Mas, ainda que não tenham deixado aprendizes, a brasilidade alardeada por Mário de Andrade na produção de Anita e Tarsila impregnou todas as esferas da arte, como mostra Brasilidade Pós-Modernismo 2022, exposição em cartaz no Centro Cultural Banco do Brasil, em São Paulo, que pontua esse legado.

"Estamos falando da atualidade, resultado de vestígios, traços e ideias almejados em 1922. A própria Semana de 22 não foi um único fator, pois estava num contexto ligado às raízes eurocentristas. Buscava-se já naquela época uma autonomia do idioma português, de linguagens estéticas e de uma produção. Não apresentamos um legado aqui, mas um processo."

Tereza de Arruda, curadora

Entre as artistas que sintetizam essa evolução estão mulheres que atuaram sob a influência da revolução feminista da década de 1960 – esse, sim, um movimento que deixou herdeiras –, superando não só a falta de acesso às instituições como a necessidade de se desdobrar entre o trabalho e a família, caso da carioca Anna Bella Geiger, hoje com 88 anos.

“Anna Bella trata de questões globais criando dentro de um universo trivial, a exemplo da colagem que exibimos, de 1977, com fotografias que comparam sua realidade com a de povos originários. Como é casada, mãe de quatro filhos, ela tinha dificuldade para produzir na década de 1970, então fez tudo na cozinha de casa, representando seu entorno”, explica a curadora, Tereza de Arruda.

Das criadoras influenciadas pelo modernismo, há a carioca Beatriz Milhazes, cuja obra é marcada pela exuberância tropical que remete à obra de Tarsila, não por acaso uma de suas influências.

“Tenho um triângulo de referências principais para o desenvolvimento da minha pintura: Matisse e o modernismo europeu; Tarsila do Amaral, que estudou na Europa e, ao retornar ao Brasil, se uniu ao pensamento antropofágico, alimentando-se de outras culturas; e Mondrian, na ideia de construção e criação de uma nova ordem de sistemas no plano da pintura”, revela Beatriz.

Abre - Mulheres de 22 (Foto: VICENTE DEPAULO / REPRODUÇÃO / DIVULGAÇÃO / INSTITUTO MOREIRA SALLES)

Obra da carioca Beatriz Milhazes é marcada pela exuberância tropical que remete à obra de Tarsila, não por acaso uma de suas influências (Foto: Vicente Depaulo/Instituto Moreira Salles/Reprodução)

Contraponto

Se alguns dos processos iniciados pelas modernistas reverberam até hoje, o movimento inspira também reavaliações e contrapontos, como no trabalho da maranhense Gê Viana, cujas obras em cartaz no CCBB fazem referência à sua ancestralidade.

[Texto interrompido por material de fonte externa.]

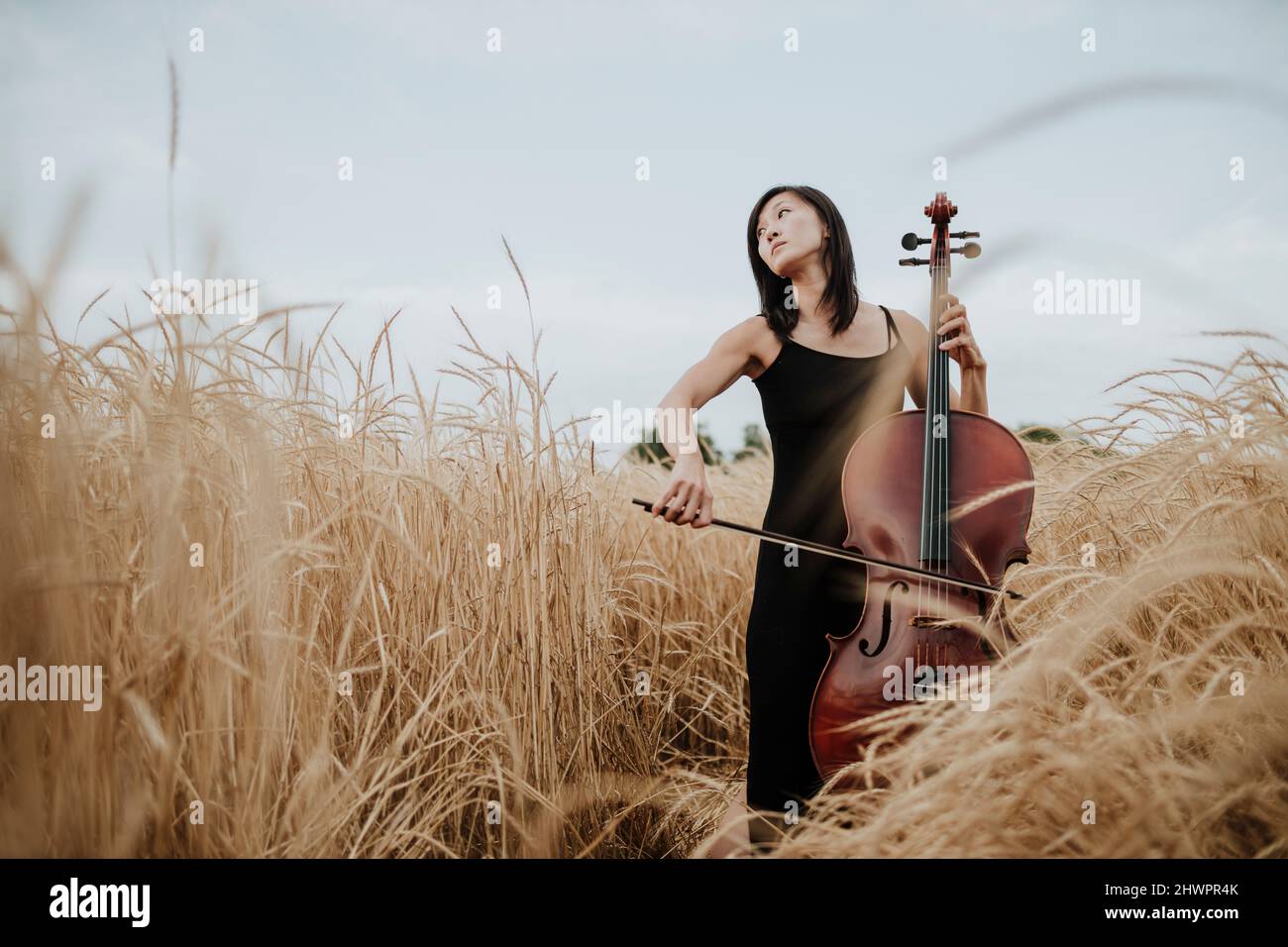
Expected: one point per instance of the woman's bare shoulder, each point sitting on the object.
(910, 326)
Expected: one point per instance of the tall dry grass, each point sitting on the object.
(447, 631)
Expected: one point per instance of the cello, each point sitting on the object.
(964, 521)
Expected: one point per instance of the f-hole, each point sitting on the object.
(885, 620)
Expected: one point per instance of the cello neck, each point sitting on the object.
(934, 474)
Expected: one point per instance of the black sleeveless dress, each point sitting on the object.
(815, 405)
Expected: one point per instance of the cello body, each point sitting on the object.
(881, 508)
(906, 489)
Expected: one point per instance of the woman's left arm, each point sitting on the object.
(964, 350)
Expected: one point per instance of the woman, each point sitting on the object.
(827, 365)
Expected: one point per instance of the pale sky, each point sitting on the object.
(1107, 163)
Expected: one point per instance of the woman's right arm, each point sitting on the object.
(686, 495)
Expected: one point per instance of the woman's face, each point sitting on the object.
(789, 234)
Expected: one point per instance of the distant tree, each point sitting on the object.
(652, 450)
(1041, 433)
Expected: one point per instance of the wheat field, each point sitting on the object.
(387, 626)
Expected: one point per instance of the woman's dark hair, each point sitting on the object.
(841, 292)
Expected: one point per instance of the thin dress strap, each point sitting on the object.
(890, 326)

Em depoimento em vídeo à instituição, ela protesta: “A partir deste centenário, é importante começar a remodelar essa história: cadê os artistas indígenas, os negros da Semana de 22?”.

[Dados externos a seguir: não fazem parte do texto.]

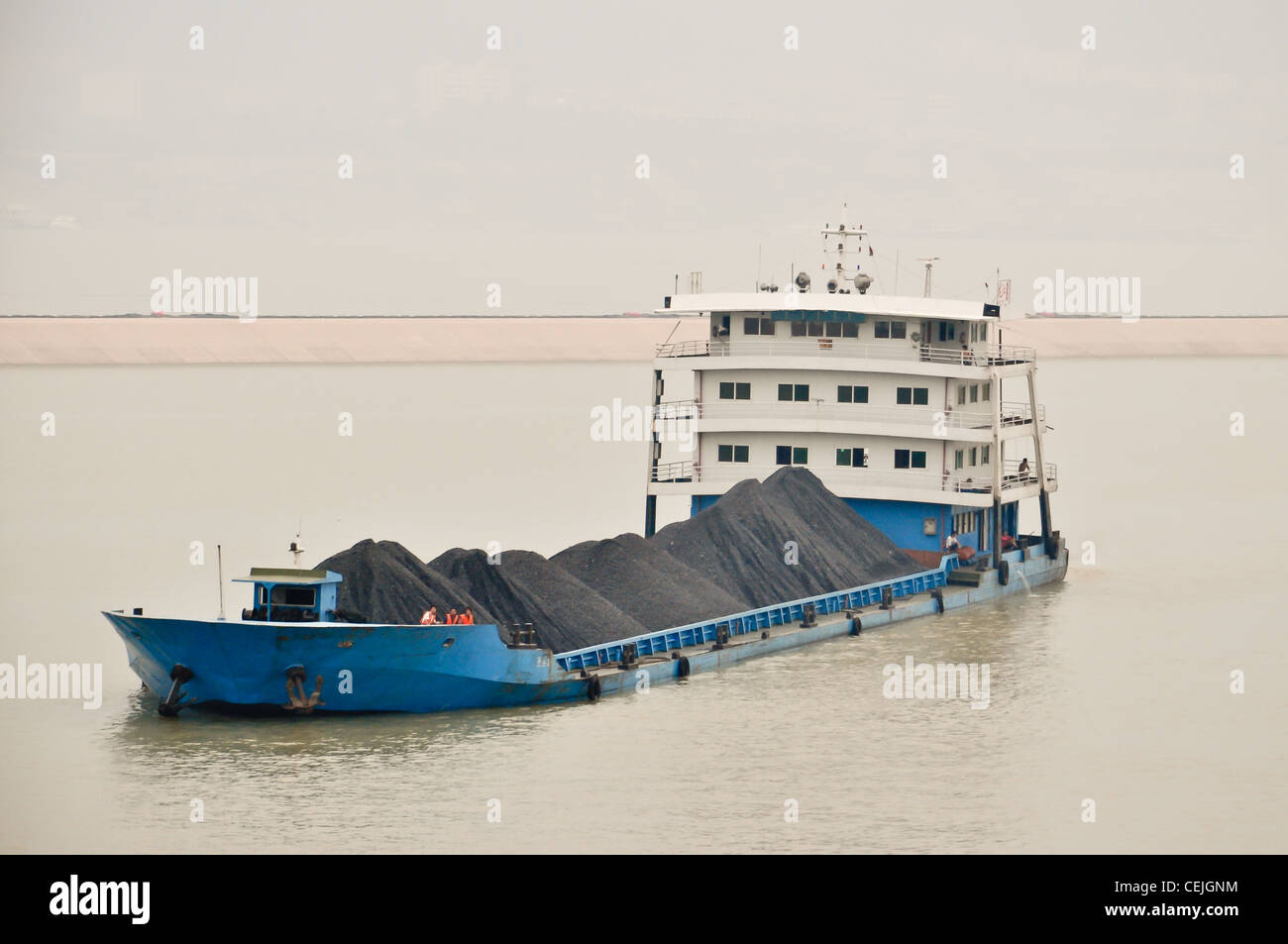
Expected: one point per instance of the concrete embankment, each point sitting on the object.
(436, 340)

Vênus Revisitando Abaporu, de Val Souza, obra que integra a série Lembrança à Brasileira, Uma Seleção Pitoresca de Imagens (2021), parte do projeto Bolsa de Fotografia ZUM/IMS 2020 (Foto: Vicente Depaulo/Instituto Moreira Salles/Reprodução e Divulgação)

Vênus Revisitando Abaporu, de Val Souza, obra que integra a série Lembrança à Brasileira, Uma Seleção Pitoresca de Imagens (2021), parte do projeto Bolsa de Fotografia ZUM/IMS 2020 (Foto: Vicente Depaulo/Instituto Moreira Salles/Reprodução e Divulgação)

Além da falta de representatividade, o fato de ter sido um movimento com integrantes da elite, como Tarsila e Oswald, coloca em dúvida representações realizadas por eles. “Para mim, não existe modernismo no Brasil”, diz a paulista Val Souza, artista multidisciplinar e bolsista do IMS.

“A ideia modernista brasileira é uma atualização das viagens das missões artísticas franco-germânicas, que trouxeram em sua maioria homens brancos europeus, como Jean-Baptiste Debret e Johann Moritz Rugendas”, diz ela.

"As imagens dos modernistas atualizam as feitas por franco-germânicos, seja no gesto, seja nas poses. Além disso, eles vinham de uma elite cafeeira que explorava corpos negros e cujas referências europeias eram cheias de exotismo. É importante entendermos essas múltiplas camadas raciais, sociais e culturais."

Val Souza, artista multidisciplinar


Val chegou a essas conclusões porque pesquisa como se constroem as imagens de mulheres negras desde o século 17. Um dos resultados desse estudo é uma série de autorretratos de Val, em diálogo com obras de Di Cavalcanti e Tarsila.

“Quando comparamos o autorretrato de Tarsila com a pintura A Negra, vemos uma distinção evidente sobre a relação do humano. No autorretrato, as feições são humanas. Em A Negra, isso fica borrado, distorcido”, afirma Val. Isso não quer dizer que ela não reconheça a importância dos modernistas.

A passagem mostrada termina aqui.